Although this approach seems compelling, we still need to prove that uniform sampling from the inverse of the cumulative distribution function is indeed equal (and not just close) to sampling from the original function. For this, we define a (generic) random variable $Y = F_X(X)$ which has a cumulative distribution function $F_Y(y) = P(Y \leq y)$: $$ \begin{aligned} F_Y(y) &= P(Y \leq y) & \text{definition of cdf}\\ &= P(F_X(X) \leq y) & \text{definition of $Y$}\\ &= P(X \leq F^{-1}_X(y)) & \text{apply inverse}\\ &= F_X(F^{-1}_X(y)) & \text{definititon of cdf}\\ &= y & \text{resolve identity} \end{aligned} $$ The cumulative distribution function $F_Y(y) = y$ corresponds to a continuous uniform distribution.

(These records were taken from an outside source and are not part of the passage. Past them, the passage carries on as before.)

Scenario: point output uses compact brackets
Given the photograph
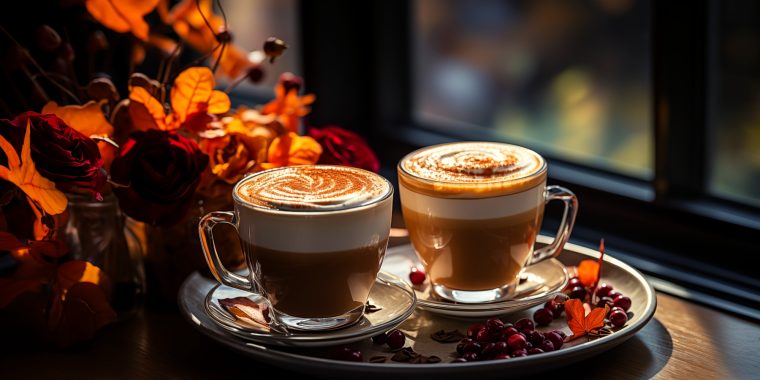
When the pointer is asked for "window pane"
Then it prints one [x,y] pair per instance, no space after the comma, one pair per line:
[253,21]
[568,78]
[735,131]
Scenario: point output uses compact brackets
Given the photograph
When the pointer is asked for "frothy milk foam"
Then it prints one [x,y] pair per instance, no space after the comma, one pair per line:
[320,202]
[472,180]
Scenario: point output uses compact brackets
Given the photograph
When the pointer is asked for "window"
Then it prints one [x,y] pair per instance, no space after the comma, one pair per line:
[568,78]
[734,136]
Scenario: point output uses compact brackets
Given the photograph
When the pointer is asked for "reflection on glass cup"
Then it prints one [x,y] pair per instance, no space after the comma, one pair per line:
[473,211]
[314,238]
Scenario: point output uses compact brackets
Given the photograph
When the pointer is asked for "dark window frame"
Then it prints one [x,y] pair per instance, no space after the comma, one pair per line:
[359,65]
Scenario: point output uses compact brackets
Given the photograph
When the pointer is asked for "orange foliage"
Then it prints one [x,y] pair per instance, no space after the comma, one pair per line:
[22,172]
[580,323]
[123,15]
[88,119]
[291,149]
[193,99]
[289,107]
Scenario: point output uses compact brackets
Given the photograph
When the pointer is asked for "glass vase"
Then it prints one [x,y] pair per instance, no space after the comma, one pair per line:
[96,232]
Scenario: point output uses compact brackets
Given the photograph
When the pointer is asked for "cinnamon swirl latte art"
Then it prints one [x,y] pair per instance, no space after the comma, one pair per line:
[313,188]
[472,169]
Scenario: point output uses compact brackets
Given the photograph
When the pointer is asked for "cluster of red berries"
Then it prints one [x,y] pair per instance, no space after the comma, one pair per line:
[604,295]
[495,339]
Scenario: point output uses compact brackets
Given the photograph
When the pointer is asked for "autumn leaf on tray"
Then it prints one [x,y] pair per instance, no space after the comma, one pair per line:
[580,323]
[247,312]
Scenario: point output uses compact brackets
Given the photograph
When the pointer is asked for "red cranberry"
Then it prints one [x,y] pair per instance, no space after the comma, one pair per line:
[556,339]
[577,292]
[520,352]
[416,276]
[473,330]
[603,290]
[604,301]
[396,339]
[560,333]
[483,336]
[534,351]
[380,338]
[509,331]
[555,307]
[516,342]
[535,337]
[622,302]
[525,324]
[573,282]
[347,354]
[472,347]
[543,317]
[490,350]
[494,324]
[618,318]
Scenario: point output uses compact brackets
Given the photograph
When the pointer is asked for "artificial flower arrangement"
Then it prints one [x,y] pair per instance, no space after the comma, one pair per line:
[166,142]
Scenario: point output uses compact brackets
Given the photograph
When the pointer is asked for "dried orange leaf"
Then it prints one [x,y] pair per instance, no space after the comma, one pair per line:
[22,172]
[247,312]
[580,323]
[292,149]
[88,119]
[193,92]
[588,270]
[145,110]
[123,15]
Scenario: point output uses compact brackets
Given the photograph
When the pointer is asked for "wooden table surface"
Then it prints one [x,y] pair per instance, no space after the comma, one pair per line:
[683,341]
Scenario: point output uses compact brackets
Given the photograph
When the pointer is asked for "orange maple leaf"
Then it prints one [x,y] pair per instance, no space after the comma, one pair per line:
[289,107]
[123,15]
[193,92]
[291,149]
[589,271]
[88,119]
[23,173]
[580,323]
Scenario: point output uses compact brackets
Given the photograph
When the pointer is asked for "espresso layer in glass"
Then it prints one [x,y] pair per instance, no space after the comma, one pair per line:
[316,285]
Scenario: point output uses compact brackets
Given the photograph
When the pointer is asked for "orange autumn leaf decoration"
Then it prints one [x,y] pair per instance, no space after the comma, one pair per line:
[87,119]
[123,15]
[291,149]
[193,92]
[22,172]
[580,323]
[289,107]
[589,271]
[192,97]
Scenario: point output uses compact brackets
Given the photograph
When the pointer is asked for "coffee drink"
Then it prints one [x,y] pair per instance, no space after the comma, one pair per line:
[473,211]
[314,238]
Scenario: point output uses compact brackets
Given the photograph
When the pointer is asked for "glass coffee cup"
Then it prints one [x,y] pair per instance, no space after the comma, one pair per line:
[473,211]
[314,238]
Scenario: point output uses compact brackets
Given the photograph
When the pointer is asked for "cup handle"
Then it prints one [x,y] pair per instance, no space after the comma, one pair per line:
[565,227]
[205,231]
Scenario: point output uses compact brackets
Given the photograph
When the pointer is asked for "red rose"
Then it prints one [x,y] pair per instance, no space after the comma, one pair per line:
[343,147]
[60,153]
[160,171]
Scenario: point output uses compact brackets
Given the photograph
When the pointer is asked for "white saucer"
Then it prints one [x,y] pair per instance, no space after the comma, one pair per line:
[394,298]
[538,283]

This insight implies two things: First, if we take values from our random variable $X$ and plug them into its cumulative distribution function $F_X(X)$, the output is uniformly distributed. And vice versa, this implies that we can apply the inverse of the cumulative distribution function to values from a uniform distribution $F^{-1}_X(Y)$ to generate samples for our random variable $X$.